Le vinyle est donc d’abord une question de passion pour le média, autant pour les consommateurs que pour les vendeurs. « La marge bénéficiaire est mince », avoue Roberta. Les différentes boutiques peuvent survivre en comptant sur des clients réguliers.  » Les gens me découragent en disant que c’est un effet de mode et que dans six mois je pourrai mettre la clé sous le paillasson. Mais, depuis huit ans, je suis toujours là et les affaires vont plutôt bien. »

« Lors de l’introduction du CD, beaucoup de mes collègues ont fermé leurs portes. Ceux qui sont restés ont dû se spécialiser », poursuit Jean-Pierre Delabelle, propriétaire de la boutique Juke Box, qui vend des vinyles de rock et des « vieux machins » depuis vingt-huit ans. Il affirme avoir des clients de tout âge. « Les gens prennent plaisir à retrouver, par exemple, un Rolling Stones en vinyle. Ils ont un rapport affectif avec l’objet qui va au-delà des chansons », ajoute, pour sa part, Roberta. Chaque année, plusieurs foires et conventions sont organisées à travers la Belgique, dont une à Gand qui réunit de 50 à 60 exposants. Le phénomène est aussi observable sur Internet où les sites se rapportant au vinyle pullulent. Beaucoup de pages perso, certes, mais surtout des vendeurs qui ont flairé la bonne affaire en bénéficiant d’une clientèle mondiale sur la Toile.
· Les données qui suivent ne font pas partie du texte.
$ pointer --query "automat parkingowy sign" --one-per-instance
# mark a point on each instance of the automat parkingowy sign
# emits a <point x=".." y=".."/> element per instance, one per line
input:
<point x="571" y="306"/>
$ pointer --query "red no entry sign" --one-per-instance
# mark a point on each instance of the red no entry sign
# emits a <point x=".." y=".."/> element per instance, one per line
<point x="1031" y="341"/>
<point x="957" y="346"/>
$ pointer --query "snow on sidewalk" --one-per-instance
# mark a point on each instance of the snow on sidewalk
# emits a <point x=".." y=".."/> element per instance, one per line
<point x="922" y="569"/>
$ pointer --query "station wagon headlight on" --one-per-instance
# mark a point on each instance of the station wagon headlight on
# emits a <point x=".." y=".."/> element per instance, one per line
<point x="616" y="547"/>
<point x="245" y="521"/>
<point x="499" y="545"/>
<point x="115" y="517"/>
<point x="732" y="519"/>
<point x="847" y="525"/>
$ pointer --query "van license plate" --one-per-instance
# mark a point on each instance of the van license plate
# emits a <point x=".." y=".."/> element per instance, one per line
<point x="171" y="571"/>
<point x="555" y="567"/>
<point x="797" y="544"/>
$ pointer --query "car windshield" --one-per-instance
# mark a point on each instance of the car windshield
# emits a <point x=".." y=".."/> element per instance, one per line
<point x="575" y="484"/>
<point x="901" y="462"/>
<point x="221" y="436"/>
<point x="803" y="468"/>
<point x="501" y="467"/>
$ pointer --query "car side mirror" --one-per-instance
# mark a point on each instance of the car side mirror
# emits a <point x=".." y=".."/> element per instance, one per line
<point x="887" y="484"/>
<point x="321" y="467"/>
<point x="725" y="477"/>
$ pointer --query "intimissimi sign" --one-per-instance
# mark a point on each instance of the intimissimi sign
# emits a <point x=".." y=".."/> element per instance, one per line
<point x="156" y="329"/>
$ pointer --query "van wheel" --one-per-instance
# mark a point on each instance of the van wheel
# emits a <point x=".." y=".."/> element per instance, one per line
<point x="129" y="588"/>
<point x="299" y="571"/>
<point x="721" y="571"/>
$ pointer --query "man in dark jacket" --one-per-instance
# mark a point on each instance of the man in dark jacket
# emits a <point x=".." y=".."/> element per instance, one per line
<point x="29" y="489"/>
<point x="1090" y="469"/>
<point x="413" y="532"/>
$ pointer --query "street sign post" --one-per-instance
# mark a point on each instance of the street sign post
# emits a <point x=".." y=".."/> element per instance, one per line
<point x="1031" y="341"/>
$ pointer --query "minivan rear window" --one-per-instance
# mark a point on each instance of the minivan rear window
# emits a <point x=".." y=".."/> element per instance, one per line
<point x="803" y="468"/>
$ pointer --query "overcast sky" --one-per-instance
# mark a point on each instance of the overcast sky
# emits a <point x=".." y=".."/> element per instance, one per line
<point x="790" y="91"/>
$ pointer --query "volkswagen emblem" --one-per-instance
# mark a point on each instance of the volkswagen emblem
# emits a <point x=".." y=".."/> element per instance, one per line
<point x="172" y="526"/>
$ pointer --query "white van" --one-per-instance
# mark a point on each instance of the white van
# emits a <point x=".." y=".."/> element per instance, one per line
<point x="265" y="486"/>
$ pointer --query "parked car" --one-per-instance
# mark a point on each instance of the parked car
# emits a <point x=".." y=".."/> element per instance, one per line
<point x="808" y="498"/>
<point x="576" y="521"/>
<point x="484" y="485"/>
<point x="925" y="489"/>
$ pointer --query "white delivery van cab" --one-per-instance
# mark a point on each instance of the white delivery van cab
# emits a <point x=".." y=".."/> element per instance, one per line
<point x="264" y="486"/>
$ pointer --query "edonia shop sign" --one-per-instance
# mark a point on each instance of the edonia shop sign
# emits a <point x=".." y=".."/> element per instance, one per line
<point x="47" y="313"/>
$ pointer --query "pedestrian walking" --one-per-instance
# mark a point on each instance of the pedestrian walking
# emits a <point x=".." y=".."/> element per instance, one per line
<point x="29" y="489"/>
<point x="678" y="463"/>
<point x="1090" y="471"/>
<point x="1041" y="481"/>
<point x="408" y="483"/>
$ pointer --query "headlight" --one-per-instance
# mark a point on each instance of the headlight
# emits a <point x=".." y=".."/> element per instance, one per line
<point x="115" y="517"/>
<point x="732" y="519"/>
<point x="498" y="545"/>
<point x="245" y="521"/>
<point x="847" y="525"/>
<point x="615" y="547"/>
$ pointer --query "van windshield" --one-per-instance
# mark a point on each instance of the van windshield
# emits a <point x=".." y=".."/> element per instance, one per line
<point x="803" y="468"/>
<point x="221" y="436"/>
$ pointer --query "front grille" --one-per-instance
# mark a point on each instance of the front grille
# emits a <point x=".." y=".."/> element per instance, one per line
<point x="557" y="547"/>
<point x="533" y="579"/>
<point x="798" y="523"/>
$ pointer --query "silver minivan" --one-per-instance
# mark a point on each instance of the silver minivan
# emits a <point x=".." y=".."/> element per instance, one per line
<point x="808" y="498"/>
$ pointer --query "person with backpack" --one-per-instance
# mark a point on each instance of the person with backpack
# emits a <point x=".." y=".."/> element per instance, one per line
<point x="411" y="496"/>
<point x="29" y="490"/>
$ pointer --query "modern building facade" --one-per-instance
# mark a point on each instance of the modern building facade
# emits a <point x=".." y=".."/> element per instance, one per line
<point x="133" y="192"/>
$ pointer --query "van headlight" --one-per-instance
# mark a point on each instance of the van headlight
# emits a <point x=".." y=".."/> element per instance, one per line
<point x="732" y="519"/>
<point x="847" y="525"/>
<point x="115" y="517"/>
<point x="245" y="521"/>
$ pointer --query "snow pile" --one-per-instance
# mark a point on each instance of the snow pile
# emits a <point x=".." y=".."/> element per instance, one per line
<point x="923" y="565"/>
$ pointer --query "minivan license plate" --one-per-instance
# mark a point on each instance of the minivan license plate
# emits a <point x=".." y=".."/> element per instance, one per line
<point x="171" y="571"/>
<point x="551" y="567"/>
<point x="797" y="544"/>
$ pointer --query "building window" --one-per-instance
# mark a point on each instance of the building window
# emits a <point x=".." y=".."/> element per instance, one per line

Dans les grandes surfaces de musique, par contre, la plaque noire n’est certes pas la vedette comme chez les indépendants spécialisés. « Notre part de marché sur le vinyle est quasi nulle », explique Nadine Franck, assistante de direction chez Free Record Shop. Ils ne sont vendus que dans les 6 plus grands magasins de Belgique et du Luxembourg, et en quantité très limitée. Les microsillons d’Elvis et de Robbie Williams se disputent ainsi le peu de place avec quelques maxis du top 30. « Nous avons inclus les disques vinyles dans notre assortiment musical pour faire plaisir à notre clientèle. Nous suivons les artistes qui ont des fans prêts à acheter toute la collection musicale, tel que les Rolling Stones ou Axelle Red. Mais nous n’attendons pas la visite des DJ. Nous vendons des vinyles qui peuvent plaire à tout le monde », ajoute Nadine Franck. Selon l’IFPI (Fédération internationale de l’industrie du disque), en 2001, 523 000 vinyles de productions belges ont été vendus dans le pays pour des recettes se chiffrant à 2 324 000 euros, ce qui est somme toute peu encourageant économiquement pour les artistes belges qui misent sur ce support. Mais qui oserait penser aux chiffres quand la fameuse galette noire déclenche autant d’émotions?